Trying to load a simple json data file into OrientDB using oetl.sh utility.
Here is my input data file(/tmp/databases/test_data1/database.json).
[
{
"id": 1,
"name" : "xyz"
},
{
"id": 2,
"name" : "pqr"
},
{
"id": 3,
"name" : "abc"
}
]
Here is my config json file(/tmp/json_import_config.json).
{
"config": {
"log": "debug"
},
"source" : {
"file": { "path": "/tmp/databases/test_data1/database.json" }
},
"extractor" : {
"json": {}
},
"transformers": [
{
"log": {}
}
],
"loader" : {
"orientdb": {
"dbURL": "plocal:/opt/orientdb/databases/example3",
"dbUser": "admin",
"dbPassword": "admin",
"dbAutoDropIfExists": true,
"dbAutoCreate": true,
"standardElementConstraints": false,
"tx": false,
"wal": false,
"batchCommit": 1000,
"dbType": "document",
"classes": [{"name": "Account"}]
}
},
"end": []
}
Here the command that I am using.
./oetl.sh /tmp/json_import_config.json
Here is the output ....
OrientDB etl v.2.2.20 (build 76ab59e72943d0ba196188ed100c882be4315139) https://www.orientdb.com
[file] INFO Load from file /tmp/databases/test_data1/database.json
[orientdb] INFO Dropping existent database 'plocal:/opt/orientdb/databases/example3'...
BEGIN ETL PROCESSOR
[file] INFO Reading from file /tmp/databases/test_data1/database.json with encoding UTF-8
Started execution with 1 worker threads
+ extracted 0 entries (0 entries/sec) - 0 entries -> loaded 0 documents (0 documents/sec) Total time: 1000ms [0 warnings, 0 errors]

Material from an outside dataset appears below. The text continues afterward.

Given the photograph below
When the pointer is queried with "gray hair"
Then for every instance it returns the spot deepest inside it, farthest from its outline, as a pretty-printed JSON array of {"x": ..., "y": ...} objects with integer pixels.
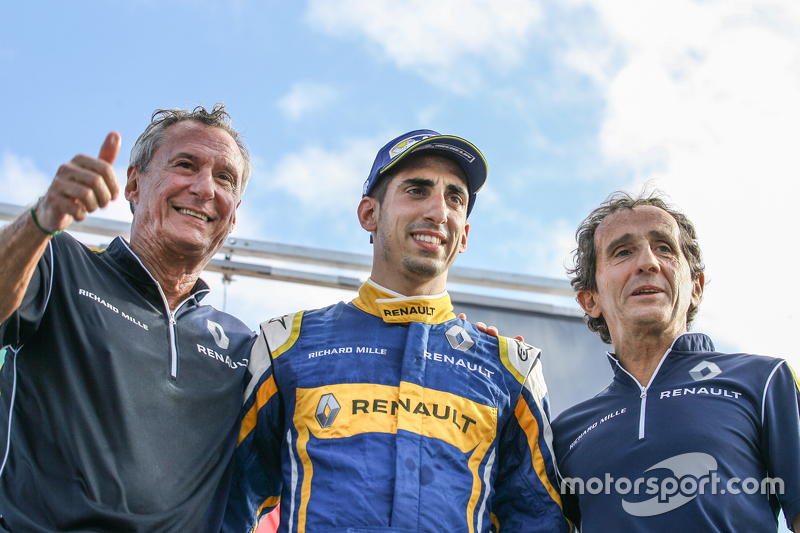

[orientdb] DEBUG - OrientDBLoader: created class 'Account'
[orientdb] DEBUG orientdb: found 0 documents in class 'null'
Start extracting
[0:log] DEBUG Transformer input: {id:1,name:xyz}
Extraction completed
[0:log] INFO {id:1,name:xyz}
[0:log] DEBUG Transformer output: {id:1,name:xyz}
Pipeline execution halted
2018-12-06 13:47:41:386 SEVER {db=example3} ETL process halted: com.orientechnologies.orient.etl.OETLProcessHaltedException: Cannot insert new document {id:1,name:xyz} because it has not class [OETLProcessor$OETLPipelineWorker][orientdb] INFO committing
Pipeline worker done without errors: false
END ETL PROCESSOR
+ extracted 3 entries (15 entries/sec) - 3 entries -> loaded 0 documents (0 documents/sec) Total time: 1190ms [0 warnings, 1 errors]
Need help in resolving this issue. Also would like to know if OrientDB is a good choice for using it only as a document store since did not find many use cases around it. Most of the uses cases are w.r.t. Graph.

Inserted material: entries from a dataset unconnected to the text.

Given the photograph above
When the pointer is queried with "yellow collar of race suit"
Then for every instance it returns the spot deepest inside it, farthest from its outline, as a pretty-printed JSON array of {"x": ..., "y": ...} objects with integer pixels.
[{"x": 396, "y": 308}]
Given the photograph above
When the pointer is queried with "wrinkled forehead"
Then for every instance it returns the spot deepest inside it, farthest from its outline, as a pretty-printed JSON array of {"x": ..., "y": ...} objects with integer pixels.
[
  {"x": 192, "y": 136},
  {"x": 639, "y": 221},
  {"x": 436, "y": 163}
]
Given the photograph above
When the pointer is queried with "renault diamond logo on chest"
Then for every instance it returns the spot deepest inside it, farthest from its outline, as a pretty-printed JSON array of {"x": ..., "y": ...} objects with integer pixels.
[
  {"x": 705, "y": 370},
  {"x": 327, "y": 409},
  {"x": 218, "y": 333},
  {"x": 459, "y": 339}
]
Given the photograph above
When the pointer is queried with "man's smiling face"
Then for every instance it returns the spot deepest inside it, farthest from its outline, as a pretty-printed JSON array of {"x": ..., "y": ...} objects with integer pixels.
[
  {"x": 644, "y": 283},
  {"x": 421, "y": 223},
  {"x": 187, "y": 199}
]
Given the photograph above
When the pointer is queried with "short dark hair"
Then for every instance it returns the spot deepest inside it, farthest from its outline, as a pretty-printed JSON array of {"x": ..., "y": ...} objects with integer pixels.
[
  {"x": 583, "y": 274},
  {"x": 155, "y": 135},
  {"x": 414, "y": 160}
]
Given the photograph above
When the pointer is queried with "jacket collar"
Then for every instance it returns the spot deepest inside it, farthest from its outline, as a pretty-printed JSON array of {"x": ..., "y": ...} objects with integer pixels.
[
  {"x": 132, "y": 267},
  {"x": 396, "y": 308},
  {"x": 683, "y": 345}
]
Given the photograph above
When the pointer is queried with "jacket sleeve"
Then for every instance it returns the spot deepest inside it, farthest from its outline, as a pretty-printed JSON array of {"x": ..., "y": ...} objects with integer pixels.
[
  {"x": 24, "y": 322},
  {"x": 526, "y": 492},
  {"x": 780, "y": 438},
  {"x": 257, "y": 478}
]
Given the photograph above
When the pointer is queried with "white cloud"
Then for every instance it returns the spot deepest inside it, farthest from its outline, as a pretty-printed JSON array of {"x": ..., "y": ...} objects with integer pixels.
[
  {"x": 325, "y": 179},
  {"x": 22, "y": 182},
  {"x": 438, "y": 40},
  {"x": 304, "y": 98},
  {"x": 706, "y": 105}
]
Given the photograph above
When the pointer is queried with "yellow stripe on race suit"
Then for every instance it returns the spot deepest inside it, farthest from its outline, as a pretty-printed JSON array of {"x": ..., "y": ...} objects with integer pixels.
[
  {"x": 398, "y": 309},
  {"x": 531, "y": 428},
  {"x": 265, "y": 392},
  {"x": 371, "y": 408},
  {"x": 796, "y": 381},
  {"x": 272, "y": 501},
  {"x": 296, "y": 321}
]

You're configuration it's almost right, you need to assign the class to each document being processed by the pipeline. Add a field transformer that set the class name:
"transformers": [
{
"log": {}
},
{
"field": {
"fieldName": "@class",
"value": "Account"
}
}],
I tested locally, this is the output from console:
orientdb {db=docDb}> select from Account
+----+-----+-------+----+----+
|# |@RID |@CLASS |id |name|
+----+-----+-------+----+----+
|0 |#25:0|Account|1 |xyz |
|1 |#26:0|Account|2 |pqr |
|2 |#27:0|Account|3 |abc |
+----+-----+-------+----+----+
3 item(s) found. Query executed in 0.006 sec(s).